The United Kingdom has always been a popular choice for people of all ages and from many different countries. When Great Britain announced that it would be leaving the European Union, there was a sense of panic amongst overseas workers in the country — many of whom chose to leave the UK and settle elsewhere.

Hot on the heels of the initial uncertainty came the COVID-19 pandemic, which all but halted international travel to and from many countries including the UK. As a result, businesses experienced some serious staffing issues — including the NHS, which continues to struggle in terms of attracting qualified and experienced employees.

The advent of the global business mobility visa in 2022 brought about some significant changes in the landscape. These, at times, seemed uncertain due to the UK’s departure from the European Union in 2020. In this article, we’re going to be taking a look at how Brexit has affected the retention of young talent in the UK.

Opening up opportunities

In 2021, the UK Government implemented its post-Brexit immigration system. This new system works by issuing a series of different visas to EU and non-EU citizens, which will then allow them to live and work in the UK. These visas include:

While the introduction of these visas has certainly helped in terms of allowing talent to flow back into the UK, each of these visas comes with a set of criteria which must be met in order for an application to be accepted. These criteria will often prove to be prohibitive to those without a certain level of skill and experience.

Migration to the UK

While migration back to the UK may have been slow due to the pandemic, it is gaining momentum. In 2022, 1.1 million people moved to the UK from overseas, many of whom did so through an application for one of the visas mentioned above.

Last year, as businesses continued to struggle with staffing issues, the UK Government announced that it has a commitment to helping the economy by attracting more migrant workers. Part of this plan is made up of attracting talent through the visa immigration scheme.

The second part of this plan is to build on the UK innovation Strategy which lays out its mission as follows:

  • Pillar 1: Unleashing business — we will fuel businesses that want to innovate.
  • Pillar 2: People — we will make the UK the most exciting place for innovation talent.
  • Pillar 3: Institutions and places — we will ensure our research, development and innovation institutions serve the needs of businesses and places across the UK.
  • Pillar 4: Missions and technologies — we will stimulate innovation to tackle major challenges faced by the UK and the world and drive capability in key technologies.


As great as this may sound, those looking to move to the UK in 2023 are faced with a number of new obstacles. As with many other countries in the world, the United Kingdom is experiencing energy and cost-of-living crises which are making it extremely hard for a lot of people to make ends meet.

On top of this, it was announced this week that London, which is the main draw for people moving to the UK, has now reached a level where the average rent in some boroughs is £2,600 a month. All of this may deter a significant number of workers from moving to Great Britain in the near future.

Hiring from overseas with working from home

One light at the end of the tunnel for employers may be the increased popularity of the work-from-home model. Within this model — and with some of the immigration visas — it is possible for UK businesses to hire overseas employees without them needing to physically come into the office.
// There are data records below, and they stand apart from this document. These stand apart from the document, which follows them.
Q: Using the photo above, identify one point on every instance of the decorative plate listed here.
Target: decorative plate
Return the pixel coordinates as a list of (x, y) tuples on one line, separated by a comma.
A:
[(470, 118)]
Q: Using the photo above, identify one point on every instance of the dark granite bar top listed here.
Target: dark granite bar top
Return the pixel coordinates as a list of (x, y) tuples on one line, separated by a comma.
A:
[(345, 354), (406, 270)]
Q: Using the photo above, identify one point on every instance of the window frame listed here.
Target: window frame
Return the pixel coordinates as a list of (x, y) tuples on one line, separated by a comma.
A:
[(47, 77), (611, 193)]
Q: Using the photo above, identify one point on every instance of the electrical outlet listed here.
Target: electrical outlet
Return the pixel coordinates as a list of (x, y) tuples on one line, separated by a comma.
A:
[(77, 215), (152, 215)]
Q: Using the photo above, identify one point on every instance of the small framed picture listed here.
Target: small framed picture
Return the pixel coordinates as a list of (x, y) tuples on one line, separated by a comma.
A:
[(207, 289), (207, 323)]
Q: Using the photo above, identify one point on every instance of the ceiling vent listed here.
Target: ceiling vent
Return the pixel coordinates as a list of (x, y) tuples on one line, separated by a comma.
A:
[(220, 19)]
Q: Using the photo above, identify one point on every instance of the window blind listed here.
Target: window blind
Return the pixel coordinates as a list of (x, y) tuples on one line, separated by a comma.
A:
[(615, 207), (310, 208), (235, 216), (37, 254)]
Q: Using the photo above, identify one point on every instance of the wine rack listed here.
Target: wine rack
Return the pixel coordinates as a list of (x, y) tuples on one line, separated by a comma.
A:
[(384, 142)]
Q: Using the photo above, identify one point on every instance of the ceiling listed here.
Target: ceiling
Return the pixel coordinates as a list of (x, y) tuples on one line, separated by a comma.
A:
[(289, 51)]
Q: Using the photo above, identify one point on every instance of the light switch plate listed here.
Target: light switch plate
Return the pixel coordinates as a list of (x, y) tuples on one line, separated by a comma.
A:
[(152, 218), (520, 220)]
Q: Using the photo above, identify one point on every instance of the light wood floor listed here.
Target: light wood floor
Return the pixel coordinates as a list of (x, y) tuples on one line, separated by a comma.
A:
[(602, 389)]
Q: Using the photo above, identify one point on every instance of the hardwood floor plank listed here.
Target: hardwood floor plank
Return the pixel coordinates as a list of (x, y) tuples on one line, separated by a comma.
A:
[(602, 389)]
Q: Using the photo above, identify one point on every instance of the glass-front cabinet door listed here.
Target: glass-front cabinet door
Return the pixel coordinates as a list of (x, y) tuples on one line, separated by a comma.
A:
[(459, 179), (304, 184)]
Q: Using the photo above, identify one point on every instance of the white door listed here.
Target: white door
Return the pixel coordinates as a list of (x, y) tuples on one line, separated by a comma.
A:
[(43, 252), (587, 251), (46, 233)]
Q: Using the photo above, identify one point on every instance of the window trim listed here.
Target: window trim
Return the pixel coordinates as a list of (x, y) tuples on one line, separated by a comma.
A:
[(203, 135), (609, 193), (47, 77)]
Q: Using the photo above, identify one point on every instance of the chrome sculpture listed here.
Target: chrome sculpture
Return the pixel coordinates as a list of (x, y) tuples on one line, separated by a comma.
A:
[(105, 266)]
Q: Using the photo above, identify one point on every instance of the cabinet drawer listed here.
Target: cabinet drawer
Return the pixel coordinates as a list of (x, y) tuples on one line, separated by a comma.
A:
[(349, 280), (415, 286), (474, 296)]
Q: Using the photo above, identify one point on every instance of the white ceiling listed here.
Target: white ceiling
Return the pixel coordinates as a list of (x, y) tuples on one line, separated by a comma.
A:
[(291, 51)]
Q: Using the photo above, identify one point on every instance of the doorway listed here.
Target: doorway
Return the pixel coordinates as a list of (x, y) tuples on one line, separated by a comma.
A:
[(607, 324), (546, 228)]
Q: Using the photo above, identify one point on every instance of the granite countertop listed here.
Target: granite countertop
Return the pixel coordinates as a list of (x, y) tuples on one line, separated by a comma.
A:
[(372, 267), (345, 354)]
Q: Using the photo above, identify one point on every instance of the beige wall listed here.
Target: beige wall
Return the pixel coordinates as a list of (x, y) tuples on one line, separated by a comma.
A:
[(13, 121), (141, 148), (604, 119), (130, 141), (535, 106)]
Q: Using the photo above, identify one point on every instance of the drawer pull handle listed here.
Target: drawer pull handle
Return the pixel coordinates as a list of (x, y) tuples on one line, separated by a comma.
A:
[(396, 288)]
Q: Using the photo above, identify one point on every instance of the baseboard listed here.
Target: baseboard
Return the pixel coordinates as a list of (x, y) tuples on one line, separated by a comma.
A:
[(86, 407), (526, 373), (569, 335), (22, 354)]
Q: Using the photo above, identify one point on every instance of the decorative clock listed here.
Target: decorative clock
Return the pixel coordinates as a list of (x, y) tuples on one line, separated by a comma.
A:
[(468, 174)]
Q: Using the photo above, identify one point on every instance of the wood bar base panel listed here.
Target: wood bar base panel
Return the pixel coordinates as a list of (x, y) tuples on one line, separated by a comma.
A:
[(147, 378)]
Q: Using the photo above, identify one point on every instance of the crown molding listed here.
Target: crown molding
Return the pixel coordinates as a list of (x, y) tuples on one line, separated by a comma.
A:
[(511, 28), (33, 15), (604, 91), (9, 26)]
This can be done relatively easily due to advances in technology, such as meetings by video. While maybe not ideal, some employers are choosing to do this as a temporary measure, as it still allows them to employ the top talent that they so desperately need. As things progress, they will hopefully have an opportunity to make the move to living and working in the UK once things become more settled.
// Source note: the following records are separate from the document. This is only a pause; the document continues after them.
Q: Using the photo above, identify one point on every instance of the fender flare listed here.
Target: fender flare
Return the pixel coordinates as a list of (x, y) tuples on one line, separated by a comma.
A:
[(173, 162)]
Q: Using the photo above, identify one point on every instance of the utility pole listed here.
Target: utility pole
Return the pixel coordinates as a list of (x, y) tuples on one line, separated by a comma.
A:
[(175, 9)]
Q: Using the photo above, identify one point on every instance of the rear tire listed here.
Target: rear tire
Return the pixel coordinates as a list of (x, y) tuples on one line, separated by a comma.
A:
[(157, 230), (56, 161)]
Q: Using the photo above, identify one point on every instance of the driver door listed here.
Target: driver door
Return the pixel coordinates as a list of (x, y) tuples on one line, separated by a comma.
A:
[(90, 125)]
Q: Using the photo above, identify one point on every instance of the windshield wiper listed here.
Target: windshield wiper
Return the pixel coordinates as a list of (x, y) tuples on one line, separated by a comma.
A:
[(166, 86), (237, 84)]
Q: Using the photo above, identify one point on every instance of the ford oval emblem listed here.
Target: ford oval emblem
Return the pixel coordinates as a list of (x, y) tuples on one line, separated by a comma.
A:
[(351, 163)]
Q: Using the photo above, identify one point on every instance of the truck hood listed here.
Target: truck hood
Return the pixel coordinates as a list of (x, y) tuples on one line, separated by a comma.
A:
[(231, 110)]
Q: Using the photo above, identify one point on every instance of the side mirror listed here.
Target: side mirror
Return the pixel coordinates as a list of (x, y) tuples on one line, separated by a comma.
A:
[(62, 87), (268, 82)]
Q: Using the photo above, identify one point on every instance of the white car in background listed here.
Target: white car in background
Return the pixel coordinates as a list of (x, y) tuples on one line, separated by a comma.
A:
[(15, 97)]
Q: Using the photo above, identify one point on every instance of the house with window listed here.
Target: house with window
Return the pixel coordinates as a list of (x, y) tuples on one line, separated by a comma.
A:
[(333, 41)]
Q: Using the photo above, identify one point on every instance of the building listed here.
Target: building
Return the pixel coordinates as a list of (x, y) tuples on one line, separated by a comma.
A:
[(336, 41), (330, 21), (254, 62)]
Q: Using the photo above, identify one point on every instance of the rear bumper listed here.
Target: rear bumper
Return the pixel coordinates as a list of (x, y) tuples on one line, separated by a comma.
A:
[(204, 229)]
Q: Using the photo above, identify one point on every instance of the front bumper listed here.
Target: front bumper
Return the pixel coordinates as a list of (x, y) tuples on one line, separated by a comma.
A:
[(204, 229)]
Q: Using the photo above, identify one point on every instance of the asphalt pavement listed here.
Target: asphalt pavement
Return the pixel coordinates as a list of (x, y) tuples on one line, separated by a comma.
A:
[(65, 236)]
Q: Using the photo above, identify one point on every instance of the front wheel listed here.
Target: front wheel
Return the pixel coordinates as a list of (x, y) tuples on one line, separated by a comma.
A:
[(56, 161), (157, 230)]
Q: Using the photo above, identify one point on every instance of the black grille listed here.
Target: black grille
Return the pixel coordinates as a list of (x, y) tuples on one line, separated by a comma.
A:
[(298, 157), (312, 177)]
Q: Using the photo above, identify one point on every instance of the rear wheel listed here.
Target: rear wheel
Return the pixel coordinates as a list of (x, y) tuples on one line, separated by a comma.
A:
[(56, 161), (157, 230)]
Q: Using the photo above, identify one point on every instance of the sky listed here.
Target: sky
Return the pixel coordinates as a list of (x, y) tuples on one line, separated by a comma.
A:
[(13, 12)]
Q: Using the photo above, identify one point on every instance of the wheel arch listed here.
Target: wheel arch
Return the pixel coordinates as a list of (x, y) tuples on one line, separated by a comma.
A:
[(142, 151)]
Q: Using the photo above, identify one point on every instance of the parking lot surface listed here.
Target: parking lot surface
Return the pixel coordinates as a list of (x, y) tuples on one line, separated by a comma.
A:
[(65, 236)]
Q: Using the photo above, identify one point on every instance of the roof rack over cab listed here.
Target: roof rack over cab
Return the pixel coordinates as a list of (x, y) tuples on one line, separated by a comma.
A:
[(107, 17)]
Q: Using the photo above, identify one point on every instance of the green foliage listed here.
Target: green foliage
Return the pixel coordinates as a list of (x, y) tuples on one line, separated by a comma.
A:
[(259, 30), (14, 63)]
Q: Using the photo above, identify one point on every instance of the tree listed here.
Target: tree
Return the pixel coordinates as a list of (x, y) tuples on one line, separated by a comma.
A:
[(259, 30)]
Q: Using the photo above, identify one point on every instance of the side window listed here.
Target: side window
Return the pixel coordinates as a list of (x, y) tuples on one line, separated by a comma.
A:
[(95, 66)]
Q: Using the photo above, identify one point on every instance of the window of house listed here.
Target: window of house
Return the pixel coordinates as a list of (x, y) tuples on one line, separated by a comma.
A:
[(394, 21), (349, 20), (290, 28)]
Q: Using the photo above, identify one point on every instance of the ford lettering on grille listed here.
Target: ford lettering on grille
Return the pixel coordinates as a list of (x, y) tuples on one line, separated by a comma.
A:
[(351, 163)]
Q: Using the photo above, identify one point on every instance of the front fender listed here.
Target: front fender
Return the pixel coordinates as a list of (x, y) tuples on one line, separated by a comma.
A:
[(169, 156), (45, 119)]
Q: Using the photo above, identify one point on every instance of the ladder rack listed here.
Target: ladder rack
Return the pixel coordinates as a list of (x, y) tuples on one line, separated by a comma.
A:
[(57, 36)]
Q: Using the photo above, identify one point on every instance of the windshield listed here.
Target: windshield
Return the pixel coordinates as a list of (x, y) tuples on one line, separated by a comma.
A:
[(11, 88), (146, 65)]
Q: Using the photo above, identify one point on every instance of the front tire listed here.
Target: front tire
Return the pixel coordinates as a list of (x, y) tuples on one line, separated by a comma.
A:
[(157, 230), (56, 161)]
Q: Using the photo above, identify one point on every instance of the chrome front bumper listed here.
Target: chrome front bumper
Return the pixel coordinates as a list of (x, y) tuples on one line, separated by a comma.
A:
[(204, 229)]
Brexit has both improved and worsened the picture

There is little doubt that, as we settle into a post-Brexit and post-pandemic world, talented workers will once again choose to make their home in the UK. When everything shakes out, Great Britain is still an incredibly attractive choice for migrant workers, and many will have the option to stay in the country for up to five years on a skilled worker visa — with an option to renew.

In the meantime, government initiatives to bring workers back appear to be slowly working. Figures published in April show that the UK employment rate stood at 75.8% from December 2022 to February 2023 — that’s 0.2% higher than in the last quarter of 2022. This uptick is a good indication that the UK is back on track in terms of recruitment.